D’Ieteren sur le site Audi Brussels: les dessous des voitures reconditionnées
D’Ieteren serait en discussions pour devenir partenaire du site Audi Brussels. Une partie de l’usine pourrait être transformée en centre de reconditionnement pour voitures ou de pièces d’occasion. Mais qu’est-ce exactement une voiture reconditionnée ?
L’idée serait qu’une partie du site d’Audi Brussels soit retransformé en un centre de reconditionnement pour voitures d’occasion. Une activité qui intéresse D’Ieteren Auto et d’autres sociétés de leasings. Concrètement, ce ne serait donc pas D’Ieteren qui reprendrait stricto sensu une partie du site. La société sous-traite déjà aujourd’hui cette activité et pourrait simplement s’engager à être un client important pour ce type d’activité sur le site. L’activité de reconditionnement pourrait occuper jusqu’à un tiers de la superficie de l’usine et sauver environ un demi-millier d’emplois, selon l’Echo. Une autre piste qui circule est la transformation d’une partie du site un centre de pièces d’occasion dans le cadre d’une activité circulaire.
Qu’est-ce que le reconditionnement ?
Comme les téléphones, les voitures d’occasion peuvent être «reconditionnées», soit remise à neuf pour être revendue. L’avantage pour l’acheteur est qu’il dispose, contrairement à une voiture d’occasion classique, d’un véhicule rénové et bénéficiant d’une garantie tout en restant moins cher que le neuf.
Sur un site de reconditionnement il n’y a pas de chaîne, mais un circuit bien rodé où s’active en moyenne une quarantaine d’employés sur 300 véhicules. Lorsqu’une voiture arrive au dépôt, on établit un diagnostic détaillé (carrosserie, accessoires, mécanique, …) avant une remise en état. Le véhicule est ensuite nettoyé, pris en photos et mis en ligne.
Le reconditionné, un marché en plein boom
Porté par la lutte contre le dérèglement climatique, le secteur du reconditionné connaît un succès croissant. Un reconditionnement diminue l’impact écologique des véhicules puisque cela permet de réduire de 50 % à 80 % les émissions de CO2. Et la Belgique ne fait pas exception à la règle puisque le marché connaît une progression de 13,5%.
Faire du neuf avec du vieux est une tendance qui s’applique aussi à la rénovation de pièces mécaniques via ce qu’on appelle le « remanufacturing ». Soit des pièces de «carcasses» de différentes marques sont démontées, nettoyées, retapées, testées puis envoyées avec une garantie deux ans dans les grandes centrales d’achat qui les distribueront aux garagistes. Si elles sont en moyennes vendues entre 20 et 25% moins chères qu’une pièce neuve, elles peinent cependant encore à convaincre.
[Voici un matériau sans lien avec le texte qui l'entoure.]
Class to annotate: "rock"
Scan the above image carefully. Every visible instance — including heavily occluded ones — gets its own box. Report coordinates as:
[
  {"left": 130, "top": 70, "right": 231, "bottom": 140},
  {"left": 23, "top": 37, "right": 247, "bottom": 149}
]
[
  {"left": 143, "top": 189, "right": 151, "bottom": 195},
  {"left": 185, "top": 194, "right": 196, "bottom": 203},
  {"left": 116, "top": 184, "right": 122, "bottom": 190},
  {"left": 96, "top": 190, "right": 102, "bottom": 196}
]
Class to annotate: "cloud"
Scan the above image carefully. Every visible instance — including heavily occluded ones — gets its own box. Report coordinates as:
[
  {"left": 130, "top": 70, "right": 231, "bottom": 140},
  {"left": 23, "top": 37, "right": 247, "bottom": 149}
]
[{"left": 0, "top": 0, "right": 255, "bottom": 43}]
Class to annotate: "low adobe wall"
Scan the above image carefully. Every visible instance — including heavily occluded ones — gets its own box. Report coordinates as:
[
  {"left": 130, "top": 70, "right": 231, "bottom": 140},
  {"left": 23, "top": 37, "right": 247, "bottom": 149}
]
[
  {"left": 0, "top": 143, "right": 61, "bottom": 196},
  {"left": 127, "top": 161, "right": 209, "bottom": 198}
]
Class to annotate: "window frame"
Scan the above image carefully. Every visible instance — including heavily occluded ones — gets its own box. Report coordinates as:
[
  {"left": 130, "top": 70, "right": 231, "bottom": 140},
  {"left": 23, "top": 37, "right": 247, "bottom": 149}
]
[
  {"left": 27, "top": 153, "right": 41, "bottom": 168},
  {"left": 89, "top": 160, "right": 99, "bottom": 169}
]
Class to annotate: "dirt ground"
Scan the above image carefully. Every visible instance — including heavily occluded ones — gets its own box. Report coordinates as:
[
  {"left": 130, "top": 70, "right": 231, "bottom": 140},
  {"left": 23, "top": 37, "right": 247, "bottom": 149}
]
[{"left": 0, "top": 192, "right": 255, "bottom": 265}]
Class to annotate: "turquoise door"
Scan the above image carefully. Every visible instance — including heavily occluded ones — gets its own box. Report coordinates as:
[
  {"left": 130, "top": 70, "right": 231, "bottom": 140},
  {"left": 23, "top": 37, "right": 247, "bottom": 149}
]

Seuls 20 % des garages disent proposer fréquemment des pièces reconditionnées et seuls 13 % des conducteurs auraient accepté le placement d’une pièce reconditionnée.
Si cela demande un changement de mentalité, le remanufacturing est pourtant un marché prometteur de l’automobile durable. Un marché qui devrait atteindre 15 milliards de dollars en Europe et de 20 milliards aux Etats-Unis d’ici 2040. Les voitures et leurs pièces détachées ne sont d’ailleurs pas les seules à être reconditionnées. On reconditionne aujourd’hui aussi des batteries et des vélos électriques.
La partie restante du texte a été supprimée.